Multiple coding systems, and filesystems

On some of my course pages, I quote (with attribution)
small sections of Wikipedia and the like.  E.g, the top

has "entropia" in Greek font,

has the o-umlaut from German, and

has a Japanese font.  What is the correct --maybe "coding
system" is the term?-- so that I could quote all three of
these on the same HTML page?

And can the HTML-page be set up so that it will validate?

Actually, I'm ahead of myself.  In the past I've cut&pasted
a snippet from, say, wiki/entropy, into an Emacs buffer,
adjoined a "From Wictionary http://..." and attempted to
save the buffer.  Sometimes Emacs asked me for what coding
system to use --and I don't know how to placate it.

If I'm using multiple coding systems on the same webpage,
do I have to save the different snippets in different files
stored with different coding systems, and then

        <!--#include ...  -->

each of them into one webpage?  Or can the file system
permit a file that simultaneously has Greek, German and
Japanese characters?

FWIW, my home OS is MacOSX and I need to upload my webpages
to school.   The math dept. server is probably running
Unix; when I manipulate the html files (when at work), I'm
using Emacs running on a Solaris (unix) system.

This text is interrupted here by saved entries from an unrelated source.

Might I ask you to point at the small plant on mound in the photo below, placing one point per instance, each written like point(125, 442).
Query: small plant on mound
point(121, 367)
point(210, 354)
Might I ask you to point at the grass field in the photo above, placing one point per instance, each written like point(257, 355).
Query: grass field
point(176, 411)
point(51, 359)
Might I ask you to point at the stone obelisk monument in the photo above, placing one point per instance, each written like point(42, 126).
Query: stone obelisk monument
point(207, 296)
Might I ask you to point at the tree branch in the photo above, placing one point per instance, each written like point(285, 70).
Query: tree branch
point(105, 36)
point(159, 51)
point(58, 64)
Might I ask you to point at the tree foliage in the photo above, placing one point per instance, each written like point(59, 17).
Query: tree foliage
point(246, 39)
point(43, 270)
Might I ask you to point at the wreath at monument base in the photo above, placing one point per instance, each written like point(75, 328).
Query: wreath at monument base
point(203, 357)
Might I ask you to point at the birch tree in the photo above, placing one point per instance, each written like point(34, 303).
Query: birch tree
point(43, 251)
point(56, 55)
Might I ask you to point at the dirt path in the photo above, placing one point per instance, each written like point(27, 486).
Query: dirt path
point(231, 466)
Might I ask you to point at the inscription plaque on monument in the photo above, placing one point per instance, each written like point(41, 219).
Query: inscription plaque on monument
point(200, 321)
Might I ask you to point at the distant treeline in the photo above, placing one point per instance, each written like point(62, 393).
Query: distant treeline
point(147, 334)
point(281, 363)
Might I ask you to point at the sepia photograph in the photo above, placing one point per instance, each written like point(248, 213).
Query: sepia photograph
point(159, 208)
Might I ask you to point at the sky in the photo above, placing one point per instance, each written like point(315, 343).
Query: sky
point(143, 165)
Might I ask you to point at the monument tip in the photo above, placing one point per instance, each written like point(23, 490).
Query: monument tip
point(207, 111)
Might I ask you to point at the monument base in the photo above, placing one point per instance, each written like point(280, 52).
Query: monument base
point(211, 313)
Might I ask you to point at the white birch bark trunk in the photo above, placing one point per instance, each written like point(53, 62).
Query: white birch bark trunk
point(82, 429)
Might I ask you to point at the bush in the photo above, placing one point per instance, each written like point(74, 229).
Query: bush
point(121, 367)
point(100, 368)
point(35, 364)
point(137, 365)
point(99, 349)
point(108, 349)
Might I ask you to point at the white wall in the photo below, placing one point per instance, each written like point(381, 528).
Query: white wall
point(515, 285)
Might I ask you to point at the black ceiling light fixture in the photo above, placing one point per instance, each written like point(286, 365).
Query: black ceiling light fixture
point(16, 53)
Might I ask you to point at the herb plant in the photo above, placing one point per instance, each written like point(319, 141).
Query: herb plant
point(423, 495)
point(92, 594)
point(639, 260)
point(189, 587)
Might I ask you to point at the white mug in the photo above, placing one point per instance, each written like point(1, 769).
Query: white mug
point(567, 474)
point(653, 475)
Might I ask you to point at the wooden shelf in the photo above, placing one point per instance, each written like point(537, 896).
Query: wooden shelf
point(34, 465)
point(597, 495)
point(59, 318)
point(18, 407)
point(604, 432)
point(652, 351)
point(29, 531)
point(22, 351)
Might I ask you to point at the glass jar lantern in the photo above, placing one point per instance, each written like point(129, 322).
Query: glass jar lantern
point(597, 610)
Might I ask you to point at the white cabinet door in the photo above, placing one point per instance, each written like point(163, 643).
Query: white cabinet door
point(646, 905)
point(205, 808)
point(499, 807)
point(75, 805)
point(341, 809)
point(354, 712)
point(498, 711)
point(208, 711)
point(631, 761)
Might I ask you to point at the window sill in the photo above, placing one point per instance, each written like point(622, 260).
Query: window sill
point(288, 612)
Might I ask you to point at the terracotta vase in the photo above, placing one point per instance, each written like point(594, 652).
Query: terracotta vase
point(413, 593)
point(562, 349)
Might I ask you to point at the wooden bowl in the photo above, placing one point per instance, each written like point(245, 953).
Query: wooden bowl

  Prof. Jonathan King  (gentsquash)
  Mathematics dept, Univ. of Florida

Re: Multiple coding systems, and filesystems

Tue, 3 Jun 2008 14:08:25 -0700 (PDT), /

Files generally store bytes.  How these bytes will be interpreted is
up to the application reading them.  Characters are encoded into
bytes using different coding schemes which generally are capable of
representing the characters of a specific character set.  The
Unicode character set generally contains all possible characters so
if you use some UTF (Unicode Transformation Format) variant you can
have all characters you need encoded in a single entity.  So make
sure your text editor supports reading/saving files using UTF-8, for


Re: Multiple coding systems, and filesystems


Technically, it has the word in Greek _characters_ (letters). This is
the key issue; fonts are secondary. The page has a style sheet that
makes special suggestions on the font of such words, in a most confusing
and tricky way.

The proper _character encoding_ is UTF-8 in such cases. As soon as you
have Japanese, Greek, and umlaut Latin letters on one page, that's
definitely the best option. If there were just a few "special"
characters, you could present them using entity references like &ouml;
or character references like &#261;, but this gets clumsy (or requires
suitable software for generating them) if you have full sentences that
consist of "special" characters.

It's not possible (in practice on web pages) to switch the character
encoding in the middle of an HTML document.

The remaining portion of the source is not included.